There were no differences in the total time to initial blood cardioplegic perfusion before organ implantation (storage time) or in the total ischemic time, because these were carefully controlled by the experimental design (data not shown). Similarly, there were no significant differences in CPB times or recipient clamp times between groups (data not shown). No episodes of arrhythmia occurred during or after infusion of either 0.9% or 7.5% NaCl in donor animals.
Figure 1 illustrates the arterial blood serum sodium concentration at baseline and during the hour after HTS infusion was completed. Administration of HTS increased the serum sodium level from 138±2 mmol/L to 154±4 mmol/L, which normalized to 144±3 mmol/L 1 hour after infusion. Myocardial lactate release (measured in coronary sinus effluent) was no different between the control and donor HTS groups at baseline before donor heart cardioplegic arrest (1.14±0.13 mmol/L vs 1.39±0.54 mmol/L; P=0.3) and after initial blood cardioplegic perfusion (5.30±1.93 mmol/L vs 5.45±1.70 mmol/L; P=0.9). Myocardial 8-isoprostane levels were not significantly different between the control and donor HTS groups at any time points (data not shown). The Table summarizes the levels of TNF-α, IL-2, IL-6, and IL-10 in recipient lung tissue at 5 and 60 minutes of reperfusion as compared to baseline before initiation of CPB. No significant differences in the levels of these cytokines were observed between groups at either time point. Figure 2 illustrates that donor treatment with HTS significantly reduced coronary sinus blood levels of TNF-α at the end of allograft storage, as well as at 5 and 60 minutes of reperfusion.

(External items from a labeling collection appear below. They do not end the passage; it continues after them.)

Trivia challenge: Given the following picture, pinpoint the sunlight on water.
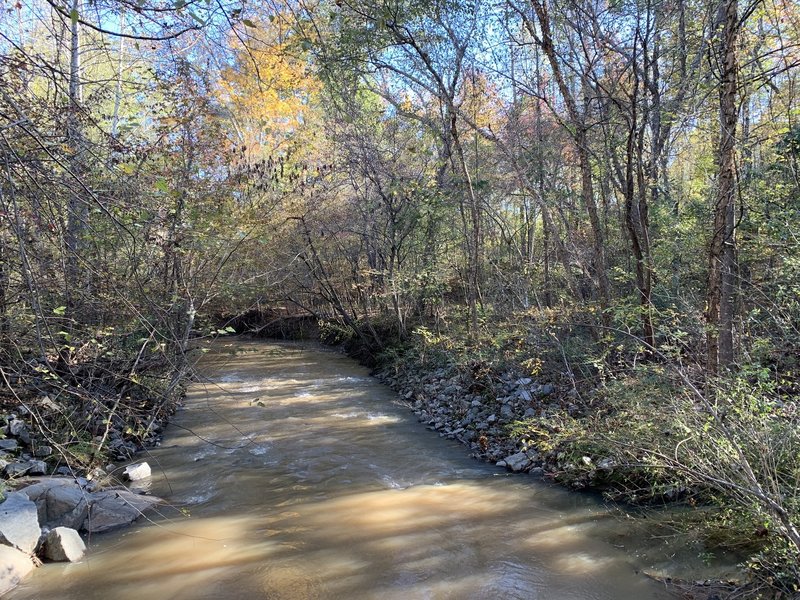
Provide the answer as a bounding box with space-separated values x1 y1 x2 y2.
9 342 688 600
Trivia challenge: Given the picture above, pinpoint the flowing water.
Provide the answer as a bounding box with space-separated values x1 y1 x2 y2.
9 340 740 600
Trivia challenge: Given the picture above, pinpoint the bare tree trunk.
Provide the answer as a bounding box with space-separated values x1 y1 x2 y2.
514 0 611 325
706 0 739 373
64 0 89 319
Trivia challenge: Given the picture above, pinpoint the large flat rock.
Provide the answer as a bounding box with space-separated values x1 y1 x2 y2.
0 492 41 554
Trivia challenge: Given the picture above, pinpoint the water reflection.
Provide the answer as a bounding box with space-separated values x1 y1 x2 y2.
11 342 680 600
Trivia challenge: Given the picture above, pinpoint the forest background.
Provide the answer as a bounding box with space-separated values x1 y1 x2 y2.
0 0 800 593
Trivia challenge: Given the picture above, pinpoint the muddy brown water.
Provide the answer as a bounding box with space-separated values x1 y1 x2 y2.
9 340 740 600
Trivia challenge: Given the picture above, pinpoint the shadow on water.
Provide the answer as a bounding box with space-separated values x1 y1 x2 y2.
10 341 720 600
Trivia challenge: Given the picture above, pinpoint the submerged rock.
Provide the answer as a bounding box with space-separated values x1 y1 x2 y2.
501 452 531 473
0 546 34 595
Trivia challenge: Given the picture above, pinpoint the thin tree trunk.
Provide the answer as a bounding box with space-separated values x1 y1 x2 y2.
706 0 739 374
64 0 89 319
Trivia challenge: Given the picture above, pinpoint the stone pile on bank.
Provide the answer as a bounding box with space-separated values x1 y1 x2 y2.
377 365 579 475
0 463 161 594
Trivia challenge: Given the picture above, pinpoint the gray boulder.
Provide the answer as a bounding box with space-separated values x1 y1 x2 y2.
3 461 31 479
22 477 89 529
0 546 33 596
0 492 39 554
43 527 86 562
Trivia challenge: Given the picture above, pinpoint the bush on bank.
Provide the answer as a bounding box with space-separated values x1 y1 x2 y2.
338 312 800 597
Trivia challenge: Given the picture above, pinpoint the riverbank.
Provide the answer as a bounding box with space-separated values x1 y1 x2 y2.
322 321 800 598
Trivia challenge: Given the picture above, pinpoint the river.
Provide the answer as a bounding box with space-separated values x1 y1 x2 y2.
9 340 732 600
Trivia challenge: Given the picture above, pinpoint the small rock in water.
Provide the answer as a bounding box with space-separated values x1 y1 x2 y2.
0 439 18 450
503 452 531 473
28 460 47 475
0 546 33 595
3 462 31 478
122 462 150 481
44 527 86 562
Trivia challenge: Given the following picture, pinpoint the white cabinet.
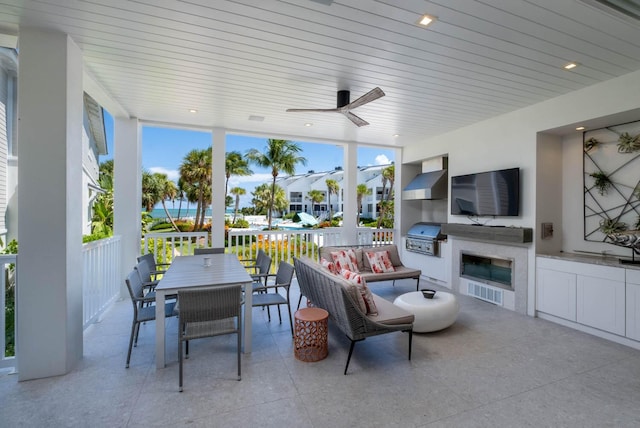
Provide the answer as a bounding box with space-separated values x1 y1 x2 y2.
626 269 640 340
536 268 576 321
536 257 640 340
576 268 626 336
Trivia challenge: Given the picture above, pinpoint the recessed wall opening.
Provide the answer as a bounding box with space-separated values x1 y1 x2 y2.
460 251 515 290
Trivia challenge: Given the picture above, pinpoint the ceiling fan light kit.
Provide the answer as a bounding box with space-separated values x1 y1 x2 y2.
287 87 384 127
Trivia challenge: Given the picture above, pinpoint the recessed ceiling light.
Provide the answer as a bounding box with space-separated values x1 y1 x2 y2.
416 14 438 27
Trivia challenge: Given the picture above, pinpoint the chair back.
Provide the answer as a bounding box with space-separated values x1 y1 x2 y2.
137 253 156 270
276 261 295 287
125 270 144 302
134 259 152 283
193 247 224 255
256 251 271 275
178 285 242 324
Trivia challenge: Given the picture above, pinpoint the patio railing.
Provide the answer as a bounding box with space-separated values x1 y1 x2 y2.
0 254 18 368
141 227 394 266
82 236 122 328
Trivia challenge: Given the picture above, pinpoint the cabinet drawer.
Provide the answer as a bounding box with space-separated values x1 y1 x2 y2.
576 275 626 336
536 268 576 321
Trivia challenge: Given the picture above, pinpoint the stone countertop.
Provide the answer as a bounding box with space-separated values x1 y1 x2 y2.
536 252 640 270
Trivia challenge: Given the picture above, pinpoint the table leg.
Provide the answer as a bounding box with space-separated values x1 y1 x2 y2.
244 283 253 354
156 290 165 369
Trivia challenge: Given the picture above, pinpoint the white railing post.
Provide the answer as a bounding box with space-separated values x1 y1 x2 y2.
82 236 122 328
0 254 18 369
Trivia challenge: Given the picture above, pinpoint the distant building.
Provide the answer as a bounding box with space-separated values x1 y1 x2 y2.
0 48 107 245
276 164 392 218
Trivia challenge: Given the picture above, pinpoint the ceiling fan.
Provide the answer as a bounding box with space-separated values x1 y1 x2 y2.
287 88 384 126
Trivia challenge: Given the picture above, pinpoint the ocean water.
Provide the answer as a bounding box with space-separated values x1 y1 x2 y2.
151 208 233 219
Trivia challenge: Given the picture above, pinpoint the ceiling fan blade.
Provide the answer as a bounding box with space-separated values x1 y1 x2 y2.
340 111 369 127
286 108 339 113
342 88 384 110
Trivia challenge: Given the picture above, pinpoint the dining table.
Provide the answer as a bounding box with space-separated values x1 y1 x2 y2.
155 254 253 368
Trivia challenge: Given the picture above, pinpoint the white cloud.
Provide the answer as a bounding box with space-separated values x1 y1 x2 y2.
149 166 180 181
375 155 391 165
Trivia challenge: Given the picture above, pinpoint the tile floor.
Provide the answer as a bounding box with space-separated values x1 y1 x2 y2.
0 281 640 428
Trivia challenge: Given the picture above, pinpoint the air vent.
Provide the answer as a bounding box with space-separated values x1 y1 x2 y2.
467 281 503 306
580 0 640 25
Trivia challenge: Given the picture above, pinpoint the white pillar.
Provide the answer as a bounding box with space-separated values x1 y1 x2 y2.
16 27 83 381
342 142 358 245
113 118 142 297
211 128 226 247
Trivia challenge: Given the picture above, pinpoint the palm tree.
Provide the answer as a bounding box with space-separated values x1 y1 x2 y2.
224 151 253 201
377 165 396 228
158 172 180 232
356 184 373 226
325 178 340 223
306 189 324 214
247 139 307 229
229 187 247 223
251 183 289 219
142 171 164 213
180 149 211 230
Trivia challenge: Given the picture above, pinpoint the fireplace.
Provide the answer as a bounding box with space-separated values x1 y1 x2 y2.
460 251 515 290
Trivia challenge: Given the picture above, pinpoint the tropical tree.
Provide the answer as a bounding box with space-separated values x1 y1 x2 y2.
224 151 253 201
247 139 307 229
251 183 289 214
180 149 212 230
356 184 373 225
325 178 340 222
377 165 396 228
158 172 180 232
306 189 324 214
229 187 247 223
142 171 164 213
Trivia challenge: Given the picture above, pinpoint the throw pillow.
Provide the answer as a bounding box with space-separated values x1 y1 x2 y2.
331 248 360 273
365 251 396 273
320 257 338 274
340 269 378 315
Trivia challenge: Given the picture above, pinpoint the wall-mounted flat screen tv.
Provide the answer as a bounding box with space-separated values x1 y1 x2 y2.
451 168 520 216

Weaning From CPB and Hemodynamics
A significantly higher proportion of animals in the donor HTS group were successfully weaned from cardiopulmonary bypass compared to the control group (86% vs 17%; P=0.029). No transplanted hearts in either group exhibited signs of hyperacute rejection such as cyanosis or coronary thrombosis. All hearts in both groups required initiation of an isoproterenol infusion to assist with weaning from cardiopulmonary bypass. Figure 3 illustrates hemodynamic values measured in the recipient animals pretransplantation and postreperfusion once cardiopulmonary bypass was discontinued. No significant differences in posttransplantation central venous, pulmonary artery, or pulmonary capillary wedge pressures were observed between groups. However, posttransplantation systolic systemic blood pressure was significantly higher in the donor HTS group (60±9 mm Hg vs 35±6 mm Hg; P=0.04).
Left Ventricular Function
Left ventricular function, as assessed by pressure-volume loop analysis, revealed significant differences between the donor HTS and control groups. Figure 4 illustrates 2 independent and load-insensitive measures of left ventricular performance that indicated improved functional recovery of hearts from donors treated with HTS. Preload recruitable stroke work posttransplantation was improved compared to control (88±21% vs 35±8% of baseline; P=0.0001). Similarly, end-systolic elastance was improved compared to control (85±17% vs 42±12% of baseline; P=0.0002).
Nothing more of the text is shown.